Auch das noch: London soll einen Kommissar benennen

Das kann ja heiter werden: Die künftige Kommissionschefin von der Leyen hat Großbritannien aufgefordert, einen EU-Kommissar zu benennen – wenn der Brexit verschoben wird.

Sie würde Großbritannien dann um einen Vorschlag bitten, sagte VdL in Helsinki. Dies ist aus mehreren Gründen bemerkenswert – und beunruhigend.

Zum einen ist noch gar nicht klar, ob und welche Verlängerung es geben wird. Wenn die EU nur einen Aufschub bis Ende November gewährt, wäre UK draußen, bevor Leyens Team in Brüssel startet: am 1. Dezember.
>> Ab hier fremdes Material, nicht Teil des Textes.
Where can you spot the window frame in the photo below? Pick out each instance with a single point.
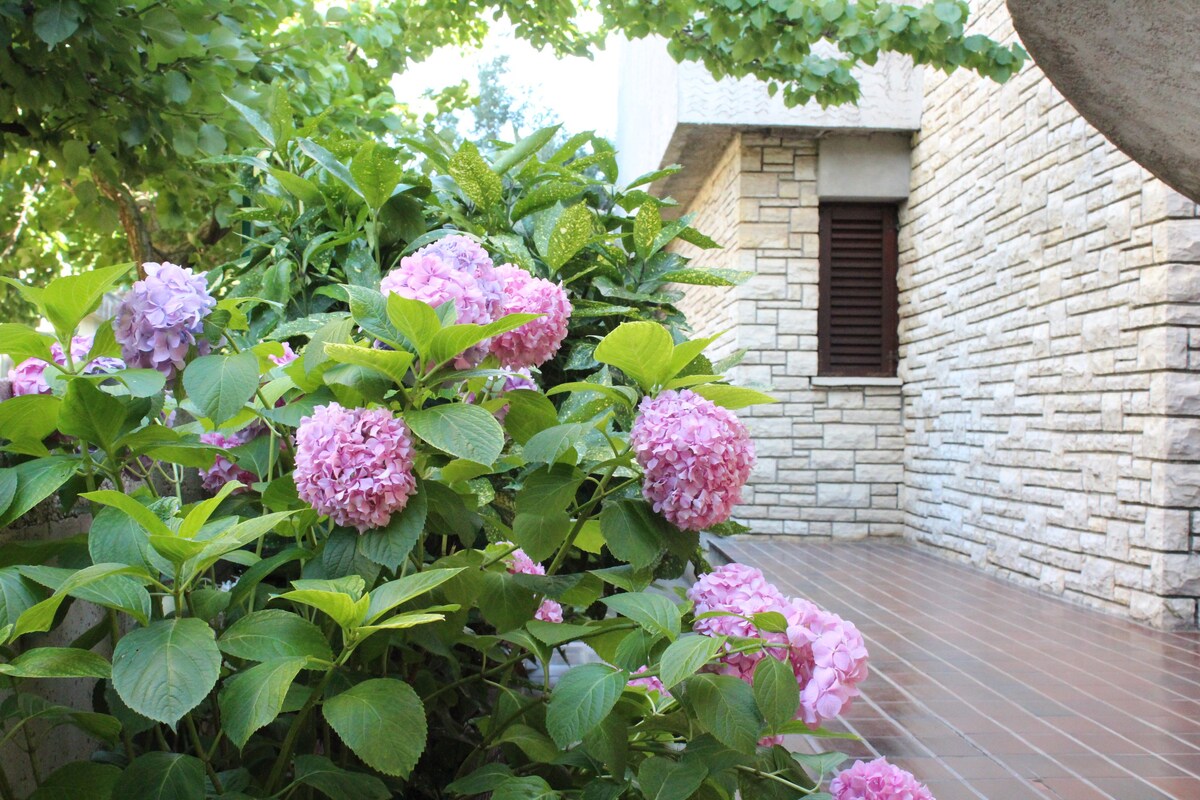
(889, 346)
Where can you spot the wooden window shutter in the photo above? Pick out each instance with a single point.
(858, 316)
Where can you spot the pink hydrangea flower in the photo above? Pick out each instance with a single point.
(877, 780)
(827, 654)
(736, 589)
(451, 269)
(537, 341)
(160, 318)
(29, 376)
(696, 457)
(829, 659)
(519, 563)
(354, 464)
(225, 470)
(651, 683)
(288, 356)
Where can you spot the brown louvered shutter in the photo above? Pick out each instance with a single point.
(857, 324)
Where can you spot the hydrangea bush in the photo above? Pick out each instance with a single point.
(436, 450)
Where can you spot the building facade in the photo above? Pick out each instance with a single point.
(1042, 417)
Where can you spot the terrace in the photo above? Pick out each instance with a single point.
(984, 689)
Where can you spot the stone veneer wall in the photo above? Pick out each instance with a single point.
(829, 457)
(1049, 348)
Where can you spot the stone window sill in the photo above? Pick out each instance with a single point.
(856, 380)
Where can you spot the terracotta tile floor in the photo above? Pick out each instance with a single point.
(984, 689)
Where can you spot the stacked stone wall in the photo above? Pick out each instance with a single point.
(1049, 349)
(829, 456)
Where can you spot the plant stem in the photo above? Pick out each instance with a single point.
(199, 751)
(5, 787)
(289, 741)
(772, 776)
(33, 756)
(585, 513)
(478, 675)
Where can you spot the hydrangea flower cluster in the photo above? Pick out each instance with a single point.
(877, 780)
(451, 269)
(354, 464)
(520, 563)
(827, 654)
(160, 318)
(225, 470)
(696, 457)
(29, 376)
(537, 341)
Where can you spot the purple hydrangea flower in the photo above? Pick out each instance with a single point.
(877, 780)
(651, 683)
(537, 341)
(696, 457)
(827, 654)
(29, 376)
(451, 269)
(519, 563)
(354, 464)
(225, 470)
(288, 356)
(160, 318)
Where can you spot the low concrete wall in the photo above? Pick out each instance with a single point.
(53, 747)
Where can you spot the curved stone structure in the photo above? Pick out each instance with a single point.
(1131, 68)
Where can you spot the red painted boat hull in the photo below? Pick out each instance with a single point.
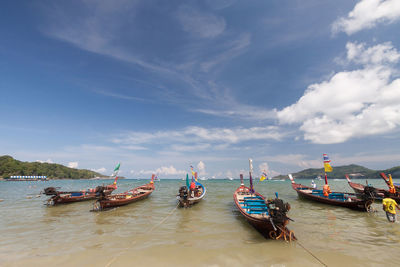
(131, 196)
(355, 203)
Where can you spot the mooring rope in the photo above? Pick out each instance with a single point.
(145, 232)
(320, 261)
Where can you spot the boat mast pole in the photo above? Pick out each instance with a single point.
(251, 178)
(326, 176)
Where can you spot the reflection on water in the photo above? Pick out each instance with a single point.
(153, 233)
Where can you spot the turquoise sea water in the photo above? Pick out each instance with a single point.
(212, 233)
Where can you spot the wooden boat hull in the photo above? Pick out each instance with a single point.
(352, 202)
(378, 193)
(261, 222)
(189, 201)
(68, 197)
(117, 200)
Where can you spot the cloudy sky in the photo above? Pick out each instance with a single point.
(162, 85)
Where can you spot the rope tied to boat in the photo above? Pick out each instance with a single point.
(145, 232)
(309, 252)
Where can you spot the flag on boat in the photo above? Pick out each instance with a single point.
(116, 170)
(263, 176)
(251, 178)
(117, 167)
(193, 173)
(327, 166)
(187, 181)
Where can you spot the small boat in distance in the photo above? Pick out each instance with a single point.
(326, 196)
(64, 197)
(267, 216)
(347, 200)
(192, 193)
(116, 200)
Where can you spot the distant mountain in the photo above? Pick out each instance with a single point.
(10, 166)
(355, 171)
Wenn es hingegen ein Nachspiel bis Ende Januar gibt, wie offenbar geplant, dann macht es keinen Sinn, einen britischen Kurzzeit-Kommissar zu nominieren. Allein was das kostet – finanziell und politisch!

Beunruhigend ist, dass sich das Brexit-Chaos so auch in die EU-Institutionen einnistet. Im Europaparlament sitzen bereits britische EU-Abgeordnete, die viele Briten eigentlich gar nicht mehr wählen wollten.
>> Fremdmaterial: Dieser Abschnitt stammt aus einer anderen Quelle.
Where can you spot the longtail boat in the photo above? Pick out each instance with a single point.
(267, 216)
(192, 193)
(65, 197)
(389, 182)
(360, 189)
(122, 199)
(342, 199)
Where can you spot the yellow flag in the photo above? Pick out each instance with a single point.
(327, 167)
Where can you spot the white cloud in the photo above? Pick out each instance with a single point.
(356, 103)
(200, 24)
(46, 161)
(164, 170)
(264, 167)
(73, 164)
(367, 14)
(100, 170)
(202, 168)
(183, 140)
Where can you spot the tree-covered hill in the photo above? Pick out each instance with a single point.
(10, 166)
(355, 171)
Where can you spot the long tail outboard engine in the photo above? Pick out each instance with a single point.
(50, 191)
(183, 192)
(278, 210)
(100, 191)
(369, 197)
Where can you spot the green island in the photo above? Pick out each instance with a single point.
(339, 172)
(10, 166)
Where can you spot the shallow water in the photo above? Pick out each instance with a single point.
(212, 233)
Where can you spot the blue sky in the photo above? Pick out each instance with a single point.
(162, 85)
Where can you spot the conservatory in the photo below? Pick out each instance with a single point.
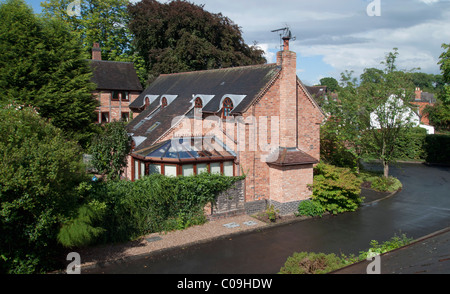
(184, 156)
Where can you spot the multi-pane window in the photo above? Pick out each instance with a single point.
(163, 102)
(119, 95)
(227, 107)
(198, 105)
(105, 117)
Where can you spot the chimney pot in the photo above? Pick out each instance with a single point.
(96, 52)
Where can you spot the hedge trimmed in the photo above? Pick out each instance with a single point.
(437, 148)
(117, 211)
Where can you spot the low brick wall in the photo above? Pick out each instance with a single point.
(229, 203)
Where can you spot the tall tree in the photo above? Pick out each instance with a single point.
(42, 64)
(331, 83)
(369, 118)
(390, 112)
(39, 172)
(180, 36)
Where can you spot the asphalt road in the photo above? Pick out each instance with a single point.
(421, 208)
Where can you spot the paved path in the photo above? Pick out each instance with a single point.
(421, 208)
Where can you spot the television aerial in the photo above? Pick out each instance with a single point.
(285, 33)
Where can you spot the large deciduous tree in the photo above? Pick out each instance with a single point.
(369, 118)
(39, 173)
(42, 64)
(180, 36)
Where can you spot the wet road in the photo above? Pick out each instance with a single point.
(421, 208)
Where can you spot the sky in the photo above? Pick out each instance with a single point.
(331, 36)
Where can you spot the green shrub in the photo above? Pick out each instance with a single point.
(336, 189)
(391, 244)
(310, 208)
(437, 148)
(320, 263)
(311, 263)
(272, 213)
(410, 144)
(383, 184)
(152, 204)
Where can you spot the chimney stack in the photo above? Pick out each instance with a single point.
(288, 95)
(96, 52)
(418, 94)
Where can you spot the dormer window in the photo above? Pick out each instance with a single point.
(227, 107)
(198, 105)
(163, 102)
(119, 95)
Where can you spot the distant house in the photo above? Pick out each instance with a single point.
(422, 100)
(259, 120)
(407, 115)
(117, 86)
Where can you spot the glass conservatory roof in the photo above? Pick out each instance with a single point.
(187, 148)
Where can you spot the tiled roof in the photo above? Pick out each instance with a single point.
(244, 82)
(114, 75)
(292, 156)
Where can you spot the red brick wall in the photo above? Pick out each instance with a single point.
(115, 108)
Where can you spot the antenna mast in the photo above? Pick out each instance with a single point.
(285, 33)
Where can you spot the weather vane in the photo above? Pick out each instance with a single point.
(285, 33)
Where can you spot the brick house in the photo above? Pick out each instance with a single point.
(259, 119)
(117, 87)
(421, 101)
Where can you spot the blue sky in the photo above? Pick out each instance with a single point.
(334, 36)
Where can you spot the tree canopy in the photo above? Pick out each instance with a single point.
(39, 173)
(369, 117)
(331, 83)
(42, 64)
(179, 36)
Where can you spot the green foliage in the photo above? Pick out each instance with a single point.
(336, 189)
(272, 213)
(320, 263)
(110, 148)
(410, 144)
(43, 64)
(311, 263)
(389, 184)
(310, 208)
(331, 83)
(437, 148)
(369, 113)
(389, 245)
(39, 169)
(439, 114)
(127, 210)
(80, 231)
(180, 36)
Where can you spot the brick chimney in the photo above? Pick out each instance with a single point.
(96, 52)
(288, 95)
(418, 94)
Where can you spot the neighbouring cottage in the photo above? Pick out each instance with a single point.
(259, 120)
(422, 100)
(117, 86)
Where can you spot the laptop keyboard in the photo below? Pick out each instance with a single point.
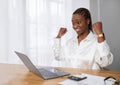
(51, 72)
(56, 71)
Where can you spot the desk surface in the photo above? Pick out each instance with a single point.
(19, 75)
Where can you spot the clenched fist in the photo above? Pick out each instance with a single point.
(61, 32)
(97, 27)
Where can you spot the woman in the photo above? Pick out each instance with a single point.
(86, 50)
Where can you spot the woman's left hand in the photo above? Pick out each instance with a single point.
(97, 27)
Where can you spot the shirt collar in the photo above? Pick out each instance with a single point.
(90, 36)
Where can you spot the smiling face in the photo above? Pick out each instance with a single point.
(80, 24)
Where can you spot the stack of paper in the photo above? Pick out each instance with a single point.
(91, 80)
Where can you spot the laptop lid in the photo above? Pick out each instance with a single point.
(50, 71)
(27, 62)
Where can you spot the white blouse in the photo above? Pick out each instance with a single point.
(89, 54)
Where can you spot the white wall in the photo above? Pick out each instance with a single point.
(110, 16)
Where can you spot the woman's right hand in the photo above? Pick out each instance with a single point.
(61, 32)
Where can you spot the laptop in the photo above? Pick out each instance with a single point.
(43, 72)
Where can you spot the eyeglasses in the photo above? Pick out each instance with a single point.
(110, 78)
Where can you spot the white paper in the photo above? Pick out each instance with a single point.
(91, 80)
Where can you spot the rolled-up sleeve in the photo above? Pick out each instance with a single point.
(105, 57)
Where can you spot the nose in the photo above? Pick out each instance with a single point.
(75, 26)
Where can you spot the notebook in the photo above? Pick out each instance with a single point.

Ohne diese MEP wären die Mehrheitsverhältnisse im EU-Parlament anders, der aufgeschobene Brexit verzerrt also das Bild. Ähnliches könnte bald auch für die Leyen-Kommission gelten.

Der britische Premier Johnson könnte nicht nur einen Mann entsenden, was die Geschlechter-Parität (zer-)stören würde. Er könnte vor allem auch einen Quertreiber nominieren, der die EU vorführen will.

All das hat man in Brüssel wohl nicht bedacht. Die Frage des britischen Kommissars und der institutionellen Folgeschäden spielt bei der Debatte über eine Brexit-Verlängerung keine Rolle.

Dabei hatte man bei der Europawahl doch mal eine “Renaissance” versprochen, nach der Bundestagswahl war auch von einem “Aufbruch für Europa” die Rede…

Siehe auch “Die dritte Verlängerung” und “Johnsons schmutzige Trümpfe”

P.S. Inzwischen hat Frankreich seinen Ersatz-Kommissar nominiert: Es ist Thierry Breton, Chef des IT-Unternehmens Atos und Ex-Wirtschaftsminister. Damit fällt die Frauen-Parität. Zudem riecht es wieder nach Interessenkonflikten…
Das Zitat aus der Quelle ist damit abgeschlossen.